The Right Reverend Michael Langrish said the government had failed to recognise their role "at the heart of society".

He also condemned the suggestion parents were "freeloading on the state" if one of them chooses to stay at home.

The government was considering its response.

"There's a great deal of rhetoric from the government about the importance of supporting family life," Bishop Michael told BBC News.

"We were told by the prime minister this would be the most family-friendly government ever, yet the government's own policy constantly discriminates against those who wish to put effort into the nurture and parenting of their children."

'No choice'

He also said many single-earning couples had "no choice" but to stay at home to care for a disabled child or an elderly dependent relative.

Referring to a speech he made in January during a debate about the impact of tax and benefit changes, Bishop Michael said it was couples with single-earning parents who were being penalised.

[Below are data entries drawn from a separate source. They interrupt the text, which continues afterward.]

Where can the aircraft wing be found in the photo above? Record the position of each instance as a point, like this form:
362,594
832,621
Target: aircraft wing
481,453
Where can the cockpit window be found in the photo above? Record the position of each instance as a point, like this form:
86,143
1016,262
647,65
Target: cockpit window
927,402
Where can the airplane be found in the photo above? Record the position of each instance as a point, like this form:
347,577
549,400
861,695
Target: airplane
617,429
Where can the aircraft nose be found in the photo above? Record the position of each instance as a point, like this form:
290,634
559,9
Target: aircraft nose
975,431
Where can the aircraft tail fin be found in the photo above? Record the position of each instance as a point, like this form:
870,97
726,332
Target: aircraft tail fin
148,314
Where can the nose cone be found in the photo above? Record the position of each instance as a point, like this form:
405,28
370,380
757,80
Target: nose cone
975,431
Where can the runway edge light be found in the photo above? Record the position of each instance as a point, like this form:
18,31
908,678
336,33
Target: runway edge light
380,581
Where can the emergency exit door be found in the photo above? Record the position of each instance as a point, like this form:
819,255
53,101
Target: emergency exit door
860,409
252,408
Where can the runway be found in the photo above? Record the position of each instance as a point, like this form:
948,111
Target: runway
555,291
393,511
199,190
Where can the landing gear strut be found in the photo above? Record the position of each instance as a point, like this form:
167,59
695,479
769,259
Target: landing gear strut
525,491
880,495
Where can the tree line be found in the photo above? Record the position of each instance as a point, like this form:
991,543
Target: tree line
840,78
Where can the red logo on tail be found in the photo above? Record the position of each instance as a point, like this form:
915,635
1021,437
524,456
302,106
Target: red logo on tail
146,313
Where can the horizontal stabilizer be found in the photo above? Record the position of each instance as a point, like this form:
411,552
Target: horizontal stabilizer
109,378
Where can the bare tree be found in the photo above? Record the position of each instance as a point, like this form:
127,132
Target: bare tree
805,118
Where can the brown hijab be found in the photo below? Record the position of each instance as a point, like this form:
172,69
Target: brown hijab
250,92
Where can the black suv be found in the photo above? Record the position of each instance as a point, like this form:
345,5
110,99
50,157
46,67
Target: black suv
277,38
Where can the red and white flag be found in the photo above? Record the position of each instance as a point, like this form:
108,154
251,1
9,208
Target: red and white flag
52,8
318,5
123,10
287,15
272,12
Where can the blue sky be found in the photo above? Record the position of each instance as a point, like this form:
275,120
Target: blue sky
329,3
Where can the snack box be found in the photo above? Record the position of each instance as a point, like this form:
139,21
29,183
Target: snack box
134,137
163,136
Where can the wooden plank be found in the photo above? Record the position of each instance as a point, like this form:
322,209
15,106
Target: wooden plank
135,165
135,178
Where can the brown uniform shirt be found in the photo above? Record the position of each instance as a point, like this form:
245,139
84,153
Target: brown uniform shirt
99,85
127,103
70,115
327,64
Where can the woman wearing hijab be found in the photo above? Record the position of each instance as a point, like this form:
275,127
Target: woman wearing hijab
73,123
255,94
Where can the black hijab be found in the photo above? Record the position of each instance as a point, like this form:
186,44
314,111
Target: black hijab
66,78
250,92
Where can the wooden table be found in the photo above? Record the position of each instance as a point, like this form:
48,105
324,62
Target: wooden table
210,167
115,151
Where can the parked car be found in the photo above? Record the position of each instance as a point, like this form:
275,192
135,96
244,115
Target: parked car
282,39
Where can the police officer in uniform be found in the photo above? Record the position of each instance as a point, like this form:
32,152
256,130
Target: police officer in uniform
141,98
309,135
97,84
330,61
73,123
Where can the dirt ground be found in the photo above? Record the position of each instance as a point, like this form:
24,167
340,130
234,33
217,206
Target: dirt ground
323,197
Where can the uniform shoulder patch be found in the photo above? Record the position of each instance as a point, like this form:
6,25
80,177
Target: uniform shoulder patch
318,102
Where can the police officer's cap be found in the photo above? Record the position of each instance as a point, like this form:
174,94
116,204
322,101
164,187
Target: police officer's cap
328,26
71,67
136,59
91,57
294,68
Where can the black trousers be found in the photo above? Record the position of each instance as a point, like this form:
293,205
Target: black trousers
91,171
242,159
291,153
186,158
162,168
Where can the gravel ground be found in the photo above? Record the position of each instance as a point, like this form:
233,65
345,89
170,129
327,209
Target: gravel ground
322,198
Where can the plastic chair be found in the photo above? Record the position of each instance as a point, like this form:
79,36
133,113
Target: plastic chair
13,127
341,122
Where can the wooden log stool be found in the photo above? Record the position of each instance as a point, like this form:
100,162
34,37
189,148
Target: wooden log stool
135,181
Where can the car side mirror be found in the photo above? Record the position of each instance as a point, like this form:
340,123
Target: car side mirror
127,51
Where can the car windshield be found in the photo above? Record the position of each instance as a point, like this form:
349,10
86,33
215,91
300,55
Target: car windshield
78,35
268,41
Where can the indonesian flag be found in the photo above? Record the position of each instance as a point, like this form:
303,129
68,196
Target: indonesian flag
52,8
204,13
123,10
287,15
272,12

"If you're a one-earning couple with two children with an income of £60,000, you'll be paying income tax of nearly £14,000, but if you're actually a two-earner couple - each earning £30,000 - you'll only pay just under £9,000," he said.

"In addition to that the one-earner family loses all its child benefit, yet the two-earner family can go on drawing benefit up to £120,000 - it's absolutely crazy."

Bishop Michael, 66, who has served as Bishop of Exeter since 2000, is to retire at the end of June.